Cervical manipulation, commonly known as neck manipulation, is a procedure involving adjustment of the upper seven vertebrae of the spinal column. This procedure is most often utilized by chiropractors, as well as osteopathic physicians who practice osteopathic manipulation. This type of manipulation may increase the risk of stroke and other issues, with studies suggesting the relationship is causative.

==Location==

The cervical areas is located in the upper neck region of the spine from C1 to C7 .

==Methods==
Many types of practitioners use various techniques to adjust the position of the cervical bones.
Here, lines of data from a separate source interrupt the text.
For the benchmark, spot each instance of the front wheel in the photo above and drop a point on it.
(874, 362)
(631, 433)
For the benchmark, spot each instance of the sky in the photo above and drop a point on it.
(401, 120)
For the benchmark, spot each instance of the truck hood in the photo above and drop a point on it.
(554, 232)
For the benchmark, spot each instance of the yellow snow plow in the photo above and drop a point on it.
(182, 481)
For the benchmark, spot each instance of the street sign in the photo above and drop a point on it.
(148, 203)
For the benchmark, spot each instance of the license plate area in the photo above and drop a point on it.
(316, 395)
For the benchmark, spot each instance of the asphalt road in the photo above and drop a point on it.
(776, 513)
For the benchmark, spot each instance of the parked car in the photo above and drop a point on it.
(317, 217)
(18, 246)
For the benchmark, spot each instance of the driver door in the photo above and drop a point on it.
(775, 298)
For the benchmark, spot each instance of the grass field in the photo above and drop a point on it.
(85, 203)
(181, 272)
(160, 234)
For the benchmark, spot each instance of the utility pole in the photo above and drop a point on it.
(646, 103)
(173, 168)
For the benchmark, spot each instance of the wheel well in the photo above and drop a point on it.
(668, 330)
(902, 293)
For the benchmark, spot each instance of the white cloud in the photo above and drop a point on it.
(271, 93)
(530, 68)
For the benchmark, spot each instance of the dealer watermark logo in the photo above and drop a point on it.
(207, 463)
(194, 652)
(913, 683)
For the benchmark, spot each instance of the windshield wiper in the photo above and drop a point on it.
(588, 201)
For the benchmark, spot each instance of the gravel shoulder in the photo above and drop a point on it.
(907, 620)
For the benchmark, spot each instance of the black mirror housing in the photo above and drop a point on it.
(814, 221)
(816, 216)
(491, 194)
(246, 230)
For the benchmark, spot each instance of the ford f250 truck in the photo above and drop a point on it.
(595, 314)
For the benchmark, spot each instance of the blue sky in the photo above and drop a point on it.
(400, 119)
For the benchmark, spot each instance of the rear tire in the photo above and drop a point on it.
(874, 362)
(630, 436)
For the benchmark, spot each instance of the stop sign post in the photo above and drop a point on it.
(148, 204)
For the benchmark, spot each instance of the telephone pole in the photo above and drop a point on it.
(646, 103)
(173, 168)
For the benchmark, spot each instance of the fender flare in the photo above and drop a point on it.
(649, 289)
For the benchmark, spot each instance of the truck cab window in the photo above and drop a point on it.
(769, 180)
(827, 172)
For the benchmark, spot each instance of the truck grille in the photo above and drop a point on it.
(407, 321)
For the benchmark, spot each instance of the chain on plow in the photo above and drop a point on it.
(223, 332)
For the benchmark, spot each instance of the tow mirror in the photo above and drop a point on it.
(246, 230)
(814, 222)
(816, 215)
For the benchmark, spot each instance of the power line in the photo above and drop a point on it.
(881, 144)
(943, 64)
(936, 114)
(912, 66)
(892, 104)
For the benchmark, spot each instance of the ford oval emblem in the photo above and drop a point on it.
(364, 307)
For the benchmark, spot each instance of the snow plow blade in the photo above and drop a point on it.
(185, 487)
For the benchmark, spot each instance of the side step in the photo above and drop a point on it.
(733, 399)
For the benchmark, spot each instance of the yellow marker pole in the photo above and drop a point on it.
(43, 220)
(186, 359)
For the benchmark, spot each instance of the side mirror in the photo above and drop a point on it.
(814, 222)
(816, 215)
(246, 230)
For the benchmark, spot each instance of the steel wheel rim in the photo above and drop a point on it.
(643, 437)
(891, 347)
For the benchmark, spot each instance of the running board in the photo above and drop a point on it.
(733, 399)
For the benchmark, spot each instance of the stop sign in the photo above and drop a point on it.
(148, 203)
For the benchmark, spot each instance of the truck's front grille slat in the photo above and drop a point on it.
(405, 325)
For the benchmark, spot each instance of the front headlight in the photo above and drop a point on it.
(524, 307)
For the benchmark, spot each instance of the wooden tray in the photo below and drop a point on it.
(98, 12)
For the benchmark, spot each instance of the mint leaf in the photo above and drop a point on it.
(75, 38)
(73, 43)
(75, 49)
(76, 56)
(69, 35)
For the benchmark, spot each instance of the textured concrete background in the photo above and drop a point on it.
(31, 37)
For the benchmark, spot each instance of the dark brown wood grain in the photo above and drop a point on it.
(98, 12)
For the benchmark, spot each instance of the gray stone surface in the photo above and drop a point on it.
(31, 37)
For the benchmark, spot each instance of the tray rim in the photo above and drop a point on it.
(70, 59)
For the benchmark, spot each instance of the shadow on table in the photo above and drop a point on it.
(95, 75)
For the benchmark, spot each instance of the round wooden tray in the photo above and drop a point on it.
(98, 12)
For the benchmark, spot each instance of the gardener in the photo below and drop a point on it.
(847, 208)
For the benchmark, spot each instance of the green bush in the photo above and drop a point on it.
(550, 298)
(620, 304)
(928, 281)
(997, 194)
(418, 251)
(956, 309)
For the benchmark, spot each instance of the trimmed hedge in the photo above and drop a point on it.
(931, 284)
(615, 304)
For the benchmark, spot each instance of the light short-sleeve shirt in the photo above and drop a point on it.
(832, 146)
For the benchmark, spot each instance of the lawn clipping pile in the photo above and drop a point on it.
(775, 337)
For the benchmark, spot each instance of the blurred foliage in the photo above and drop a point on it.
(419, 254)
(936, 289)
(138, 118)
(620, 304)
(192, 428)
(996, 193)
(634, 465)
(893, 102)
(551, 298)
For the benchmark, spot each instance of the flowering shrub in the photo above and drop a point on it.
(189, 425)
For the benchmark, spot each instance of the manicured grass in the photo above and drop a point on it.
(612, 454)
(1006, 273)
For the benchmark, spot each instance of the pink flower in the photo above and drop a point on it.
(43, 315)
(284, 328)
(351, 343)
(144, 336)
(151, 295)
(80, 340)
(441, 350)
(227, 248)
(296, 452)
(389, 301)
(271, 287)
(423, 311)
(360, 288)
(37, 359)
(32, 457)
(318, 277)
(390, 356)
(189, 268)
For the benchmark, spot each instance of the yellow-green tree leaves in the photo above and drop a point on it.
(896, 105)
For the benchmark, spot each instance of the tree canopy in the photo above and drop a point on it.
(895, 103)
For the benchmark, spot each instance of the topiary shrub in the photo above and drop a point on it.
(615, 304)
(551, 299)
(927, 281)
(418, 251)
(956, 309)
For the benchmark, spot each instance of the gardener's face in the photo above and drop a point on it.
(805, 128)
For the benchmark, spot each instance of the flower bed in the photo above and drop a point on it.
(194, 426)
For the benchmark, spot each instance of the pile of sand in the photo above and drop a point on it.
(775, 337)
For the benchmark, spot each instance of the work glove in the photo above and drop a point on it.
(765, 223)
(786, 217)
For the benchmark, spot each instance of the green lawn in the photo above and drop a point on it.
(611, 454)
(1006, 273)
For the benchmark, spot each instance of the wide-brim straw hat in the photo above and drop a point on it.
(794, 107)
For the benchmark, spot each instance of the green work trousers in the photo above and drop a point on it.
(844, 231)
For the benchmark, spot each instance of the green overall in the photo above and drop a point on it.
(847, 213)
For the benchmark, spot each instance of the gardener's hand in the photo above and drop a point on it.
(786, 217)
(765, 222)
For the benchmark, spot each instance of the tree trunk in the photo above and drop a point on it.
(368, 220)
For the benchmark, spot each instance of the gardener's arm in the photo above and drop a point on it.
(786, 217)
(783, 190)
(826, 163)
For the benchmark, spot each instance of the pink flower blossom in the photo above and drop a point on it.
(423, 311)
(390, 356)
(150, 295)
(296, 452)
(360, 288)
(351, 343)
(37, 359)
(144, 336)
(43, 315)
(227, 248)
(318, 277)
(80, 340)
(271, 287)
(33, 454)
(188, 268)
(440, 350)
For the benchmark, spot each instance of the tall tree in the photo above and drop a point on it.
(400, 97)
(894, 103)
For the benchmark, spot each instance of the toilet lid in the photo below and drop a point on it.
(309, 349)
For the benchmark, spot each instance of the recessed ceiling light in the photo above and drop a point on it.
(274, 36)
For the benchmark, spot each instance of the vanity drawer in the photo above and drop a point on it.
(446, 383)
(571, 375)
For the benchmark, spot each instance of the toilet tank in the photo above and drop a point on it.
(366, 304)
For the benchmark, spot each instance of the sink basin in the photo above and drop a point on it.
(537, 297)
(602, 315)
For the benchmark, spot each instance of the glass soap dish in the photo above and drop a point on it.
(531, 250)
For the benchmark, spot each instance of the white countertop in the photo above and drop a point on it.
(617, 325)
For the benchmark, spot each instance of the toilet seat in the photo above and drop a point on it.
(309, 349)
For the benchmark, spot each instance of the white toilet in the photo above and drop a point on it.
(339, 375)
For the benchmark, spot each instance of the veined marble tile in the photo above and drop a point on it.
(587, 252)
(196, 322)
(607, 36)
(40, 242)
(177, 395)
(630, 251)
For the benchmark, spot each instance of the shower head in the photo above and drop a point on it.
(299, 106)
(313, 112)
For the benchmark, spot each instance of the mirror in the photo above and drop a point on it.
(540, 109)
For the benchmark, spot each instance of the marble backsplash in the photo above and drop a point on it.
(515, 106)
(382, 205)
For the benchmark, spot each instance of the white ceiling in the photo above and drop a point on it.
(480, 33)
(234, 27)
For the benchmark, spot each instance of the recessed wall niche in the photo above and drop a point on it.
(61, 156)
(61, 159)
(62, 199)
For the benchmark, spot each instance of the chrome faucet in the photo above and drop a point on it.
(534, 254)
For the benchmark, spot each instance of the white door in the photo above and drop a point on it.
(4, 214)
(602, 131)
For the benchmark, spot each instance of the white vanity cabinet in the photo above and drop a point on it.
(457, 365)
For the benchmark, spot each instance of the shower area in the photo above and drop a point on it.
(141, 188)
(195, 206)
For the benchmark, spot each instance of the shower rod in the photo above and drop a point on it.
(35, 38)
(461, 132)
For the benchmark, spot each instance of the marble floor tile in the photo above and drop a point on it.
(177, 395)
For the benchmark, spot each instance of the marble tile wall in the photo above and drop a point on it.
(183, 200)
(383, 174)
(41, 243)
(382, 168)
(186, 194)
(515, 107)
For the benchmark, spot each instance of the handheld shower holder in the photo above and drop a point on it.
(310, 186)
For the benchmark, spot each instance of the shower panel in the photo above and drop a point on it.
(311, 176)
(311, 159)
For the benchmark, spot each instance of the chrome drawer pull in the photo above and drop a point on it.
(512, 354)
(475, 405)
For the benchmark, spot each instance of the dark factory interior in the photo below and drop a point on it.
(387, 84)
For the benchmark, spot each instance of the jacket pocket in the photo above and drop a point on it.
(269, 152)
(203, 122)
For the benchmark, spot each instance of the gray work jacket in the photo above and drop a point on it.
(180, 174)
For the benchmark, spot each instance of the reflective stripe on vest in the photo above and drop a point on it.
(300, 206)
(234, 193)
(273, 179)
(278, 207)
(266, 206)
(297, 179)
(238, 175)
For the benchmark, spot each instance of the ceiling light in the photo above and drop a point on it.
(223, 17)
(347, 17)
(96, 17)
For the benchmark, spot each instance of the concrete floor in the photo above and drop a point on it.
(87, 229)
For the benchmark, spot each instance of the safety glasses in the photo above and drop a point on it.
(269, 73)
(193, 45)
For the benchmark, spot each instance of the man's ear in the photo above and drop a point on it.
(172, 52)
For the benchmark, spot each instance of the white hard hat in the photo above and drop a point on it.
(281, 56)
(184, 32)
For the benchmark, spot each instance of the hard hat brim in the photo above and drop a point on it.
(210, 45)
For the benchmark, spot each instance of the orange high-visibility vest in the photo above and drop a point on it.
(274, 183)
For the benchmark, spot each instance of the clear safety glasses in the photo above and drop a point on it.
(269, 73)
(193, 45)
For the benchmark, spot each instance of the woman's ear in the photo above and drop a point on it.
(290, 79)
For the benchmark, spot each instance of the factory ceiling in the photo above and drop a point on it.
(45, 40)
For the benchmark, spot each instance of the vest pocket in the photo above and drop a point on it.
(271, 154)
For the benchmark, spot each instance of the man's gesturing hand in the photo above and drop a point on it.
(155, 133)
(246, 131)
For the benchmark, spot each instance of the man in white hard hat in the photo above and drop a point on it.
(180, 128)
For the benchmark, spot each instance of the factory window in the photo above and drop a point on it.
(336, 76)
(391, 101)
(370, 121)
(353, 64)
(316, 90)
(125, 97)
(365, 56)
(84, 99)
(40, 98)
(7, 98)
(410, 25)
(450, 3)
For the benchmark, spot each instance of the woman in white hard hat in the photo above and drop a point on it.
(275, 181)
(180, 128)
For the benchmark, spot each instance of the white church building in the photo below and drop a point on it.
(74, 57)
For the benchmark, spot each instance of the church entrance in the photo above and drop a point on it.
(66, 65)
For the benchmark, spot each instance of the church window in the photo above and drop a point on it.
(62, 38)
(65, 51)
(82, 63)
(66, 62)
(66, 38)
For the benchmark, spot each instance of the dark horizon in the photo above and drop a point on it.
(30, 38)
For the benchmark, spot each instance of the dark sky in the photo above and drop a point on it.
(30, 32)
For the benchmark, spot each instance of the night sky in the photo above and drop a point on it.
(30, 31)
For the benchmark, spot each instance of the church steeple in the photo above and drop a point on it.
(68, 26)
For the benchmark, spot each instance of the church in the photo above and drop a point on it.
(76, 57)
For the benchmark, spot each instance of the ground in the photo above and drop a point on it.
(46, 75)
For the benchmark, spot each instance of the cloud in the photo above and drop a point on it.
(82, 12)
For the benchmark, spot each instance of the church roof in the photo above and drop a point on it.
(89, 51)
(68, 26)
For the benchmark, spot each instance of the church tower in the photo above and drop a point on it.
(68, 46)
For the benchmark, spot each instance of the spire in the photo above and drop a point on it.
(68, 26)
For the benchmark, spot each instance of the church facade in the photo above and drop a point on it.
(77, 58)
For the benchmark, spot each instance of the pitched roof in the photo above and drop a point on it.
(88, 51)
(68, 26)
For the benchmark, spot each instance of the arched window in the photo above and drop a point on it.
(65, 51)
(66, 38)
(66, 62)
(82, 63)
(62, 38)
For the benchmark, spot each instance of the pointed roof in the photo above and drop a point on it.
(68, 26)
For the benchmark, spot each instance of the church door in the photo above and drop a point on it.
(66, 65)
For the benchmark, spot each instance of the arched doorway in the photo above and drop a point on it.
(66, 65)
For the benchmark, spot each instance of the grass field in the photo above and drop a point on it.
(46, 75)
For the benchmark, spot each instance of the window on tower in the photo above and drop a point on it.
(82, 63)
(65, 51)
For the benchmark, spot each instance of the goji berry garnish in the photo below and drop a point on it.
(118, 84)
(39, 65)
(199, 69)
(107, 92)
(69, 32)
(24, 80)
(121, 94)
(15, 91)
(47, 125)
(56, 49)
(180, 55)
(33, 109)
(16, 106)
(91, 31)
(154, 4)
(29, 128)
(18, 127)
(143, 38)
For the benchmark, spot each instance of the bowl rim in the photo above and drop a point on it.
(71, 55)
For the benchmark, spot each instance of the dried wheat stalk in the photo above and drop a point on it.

They include bonesetters, physical therapists, chiropractors, non-physician osteopaths, and osteopathic physicians. The various techniques range from high velocity low amplitude thrusts to gentle positional release techniques such as Brett's Procedure.

==Risks==
There are associated risks that come with cervical manipulation including spinal disc herniation, stroke and vertebral artery dissection. Chances of stroke may be increased due to possible tears in neck arteries, known as cervical dissection, and is among the most common causes of stroke for young and middle-aged adults. However, it is difficult to quantify this risk, with a 2012 meta analysis of previous studies stating that a significant risk "can not be ruled out", but noted that the true risk is possibly drastically underestimated, owing to the lack of a reporting requirement for private chiropractic practitioners.